Not sold on the looks of Rhino Liner on the bumper, though.


----------



## Rick Howard (Feb 25, 2012)

glenway said:


> To make whimsical clear as the mud on my fender liners: "_In the whimsical linguistics of theoretical physics, the "naked" electron is an imaginary object cut off from the influences of the field, whereas a "dressed" electron carries the imprint of the universe, but it is all buried in extremely tiny modifications to its bare properties." -_Leon Lederman et al., The God Particle
> 
> I'm a marked man in that rig anyway, so something whimsical wouldn't matter from that standpoint.
> 
> But, I still am leaning toward Rick's suggestions.


After all that colliding... they still cant make internet work without hanging up.
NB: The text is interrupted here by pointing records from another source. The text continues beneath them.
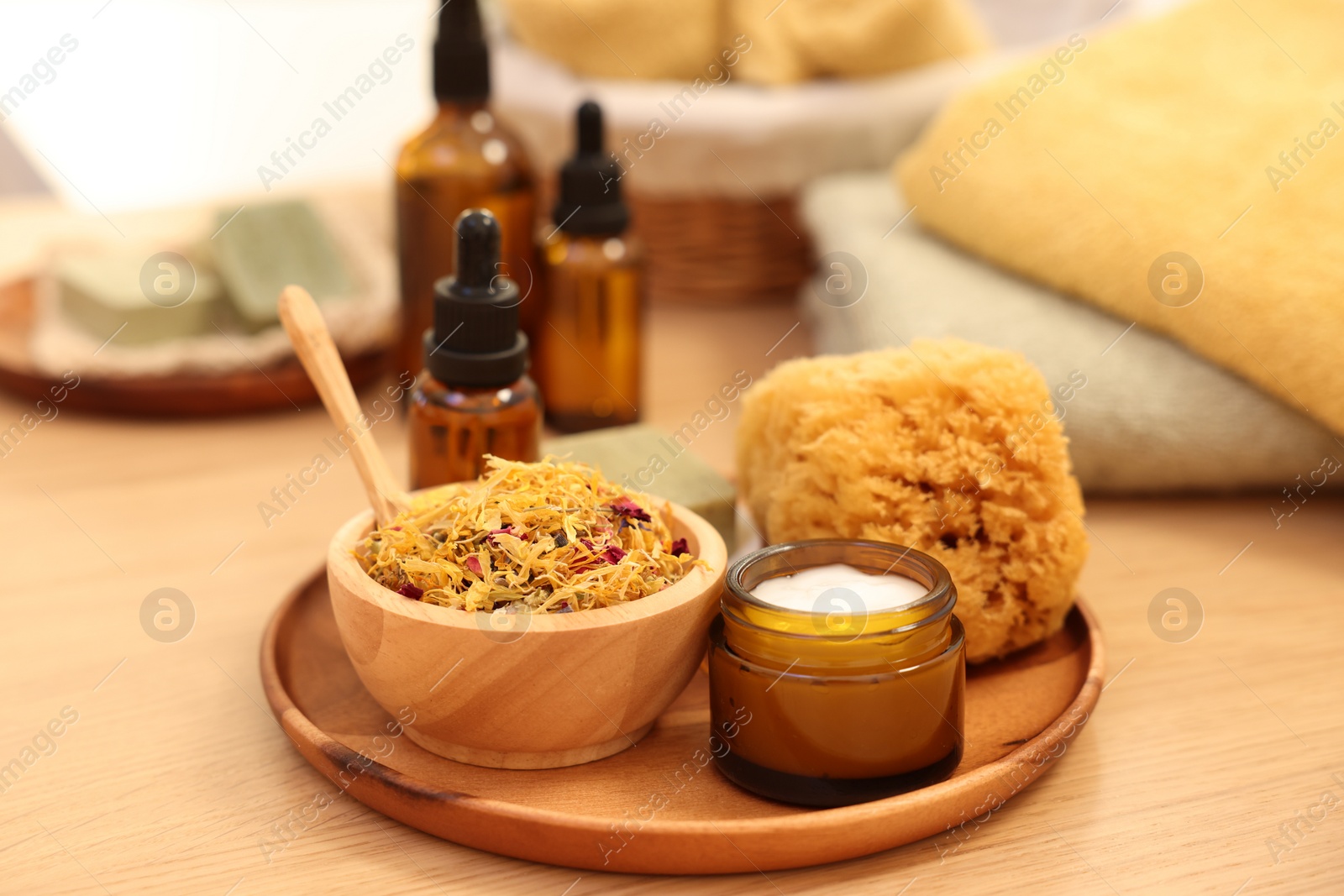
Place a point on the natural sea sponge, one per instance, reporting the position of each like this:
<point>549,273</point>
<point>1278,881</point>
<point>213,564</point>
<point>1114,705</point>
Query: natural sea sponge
<point>947,446</point>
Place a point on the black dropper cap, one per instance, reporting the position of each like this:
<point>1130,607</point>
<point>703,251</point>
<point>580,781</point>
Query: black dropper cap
<point>461,58</point>
<point>475,338</point>
<point>591,183</point>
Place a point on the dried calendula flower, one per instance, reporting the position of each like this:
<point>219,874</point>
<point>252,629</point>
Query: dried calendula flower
<point>534,537</point>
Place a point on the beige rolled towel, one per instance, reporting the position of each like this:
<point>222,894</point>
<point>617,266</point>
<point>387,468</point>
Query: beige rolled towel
<point>1214,132</point>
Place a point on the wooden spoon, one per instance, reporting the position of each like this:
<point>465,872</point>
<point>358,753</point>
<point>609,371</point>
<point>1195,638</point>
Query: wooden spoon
<point>318,352</point>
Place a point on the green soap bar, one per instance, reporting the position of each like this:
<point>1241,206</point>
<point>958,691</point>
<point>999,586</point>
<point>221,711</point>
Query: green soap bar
<point>627,454</point>
<point>141,297</point>
<point>268,248</point>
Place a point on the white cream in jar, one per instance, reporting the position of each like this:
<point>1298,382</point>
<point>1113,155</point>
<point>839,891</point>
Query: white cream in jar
<point>806,591</point>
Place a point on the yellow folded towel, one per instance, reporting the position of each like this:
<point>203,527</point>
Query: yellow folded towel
<point>1215,132</point>
<point>779,42</point>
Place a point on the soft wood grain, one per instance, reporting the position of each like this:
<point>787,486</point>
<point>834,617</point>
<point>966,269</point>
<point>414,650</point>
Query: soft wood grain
<point>176,774</point>
<point>659,806</point>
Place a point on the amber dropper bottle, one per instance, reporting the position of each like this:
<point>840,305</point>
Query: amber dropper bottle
<point>474,396</point>
<point>589,355</point>
<point>463,160</point>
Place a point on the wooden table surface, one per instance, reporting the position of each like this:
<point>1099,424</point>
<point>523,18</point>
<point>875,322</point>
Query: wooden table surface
<point>1213,765</point>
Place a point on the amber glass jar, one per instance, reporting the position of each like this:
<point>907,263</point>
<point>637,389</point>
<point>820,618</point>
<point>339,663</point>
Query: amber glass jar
<point>839,707</point>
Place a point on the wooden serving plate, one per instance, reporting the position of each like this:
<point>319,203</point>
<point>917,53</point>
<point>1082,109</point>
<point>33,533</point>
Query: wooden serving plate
<point>654,808</point>
<point>242,391</point>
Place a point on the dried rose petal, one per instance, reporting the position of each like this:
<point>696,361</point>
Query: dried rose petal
<point>627,506</point>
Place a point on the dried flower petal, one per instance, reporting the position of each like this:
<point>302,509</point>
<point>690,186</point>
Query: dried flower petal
<point>627,506</point>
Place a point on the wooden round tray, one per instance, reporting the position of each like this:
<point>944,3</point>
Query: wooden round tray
<point>242,391</point>
<point>1021,715</point>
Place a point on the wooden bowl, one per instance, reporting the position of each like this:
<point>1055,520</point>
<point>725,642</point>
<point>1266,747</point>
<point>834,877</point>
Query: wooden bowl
<point>558,689</point>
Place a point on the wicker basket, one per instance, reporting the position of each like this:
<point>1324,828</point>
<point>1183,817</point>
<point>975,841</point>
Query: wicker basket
<point>711,250</point>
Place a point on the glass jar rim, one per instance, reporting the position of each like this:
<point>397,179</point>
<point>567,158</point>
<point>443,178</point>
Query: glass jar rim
<point>954,644</point>
<point>932,574</point>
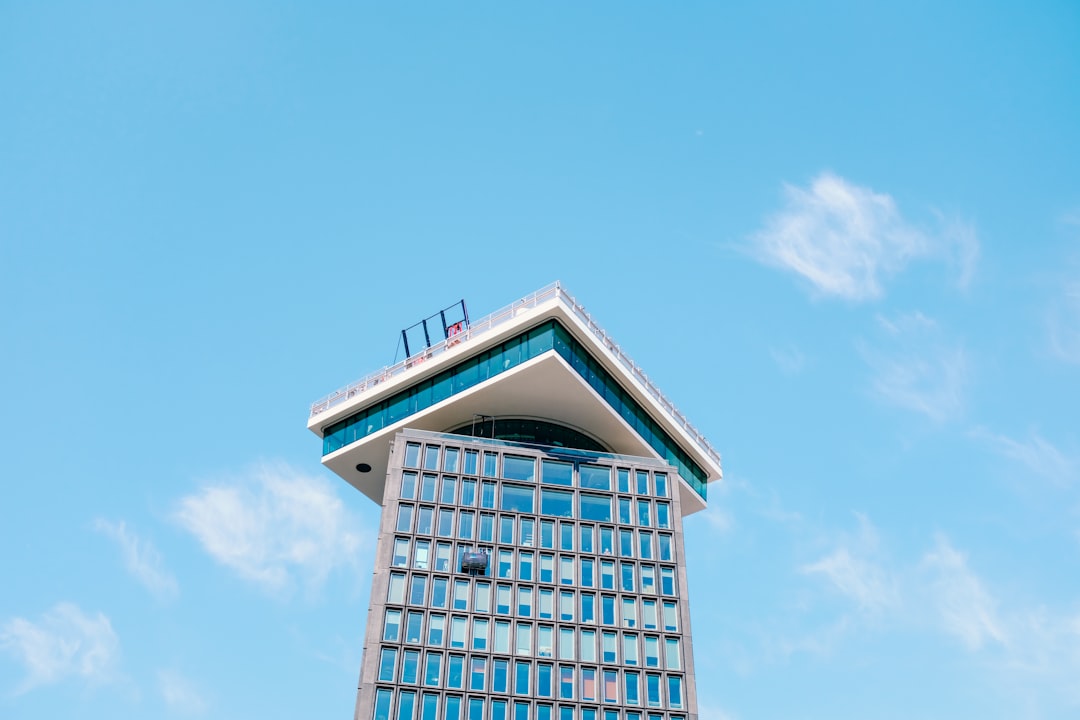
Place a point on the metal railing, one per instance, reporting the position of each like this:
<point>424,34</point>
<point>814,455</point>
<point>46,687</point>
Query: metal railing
<point>494,321</point>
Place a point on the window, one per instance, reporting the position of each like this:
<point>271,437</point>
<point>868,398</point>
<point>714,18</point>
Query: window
<point>595,507</point>
<point>436,626</point>
<point>395,593</point>
<point>388,660</point>
<point>448,497</point>
<point>391,628</point>
<point>518,467</point>
<point>556,473</point>
<point>517,499</point>
<point>410,667</point>
<point>558,503</point>
<point>595,477</point>
<point>401,553</point>
<point>408,486</point>
<point>404,518</point>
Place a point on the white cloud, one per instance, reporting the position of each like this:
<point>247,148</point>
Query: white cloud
<point>65,642</point>
<point>140,558</point>
<point>853,572</point>
<point>179,693</point>
<point>846,239</point>
<point>1036,453</point>
<point>964,608</point>
<point>917,368</point>
<point>273,527</point>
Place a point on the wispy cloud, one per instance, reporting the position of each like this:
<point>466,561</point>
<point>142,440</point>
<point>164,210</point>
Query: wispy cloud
<point>179,693</point>
<point>917,368</point>
<point>846,240</point>
<point>964,607</point>
<point>274,526</point>
<point>852,570</point>
<point>140,558</point>
<point>1036,453</point>
<point>65,642</point>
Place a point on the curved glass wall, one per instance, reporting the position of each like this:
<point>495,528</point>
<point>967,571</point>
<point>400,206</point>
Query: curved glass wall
<point>550,336</point>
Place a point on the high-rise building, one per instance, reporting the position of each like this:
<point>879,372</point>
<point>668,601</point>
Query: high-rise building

Nice work, Glen and Glens buddy. I suggest not paint.... Gun bluing.


----------



## prairiewolf (Feb 19, 2012)

After reading all the suggestions on paint, I came up with NO PAINT, just hit a few deer and never wash it, MAd MAX look, lol


----------



## glenway (Mar 27, 2011)

The rest of the truck is not quite up to the Rat look, or would it be down to it? For me, it's still flat black and IH red lettering. Too dang cold to paint now anyway.


----------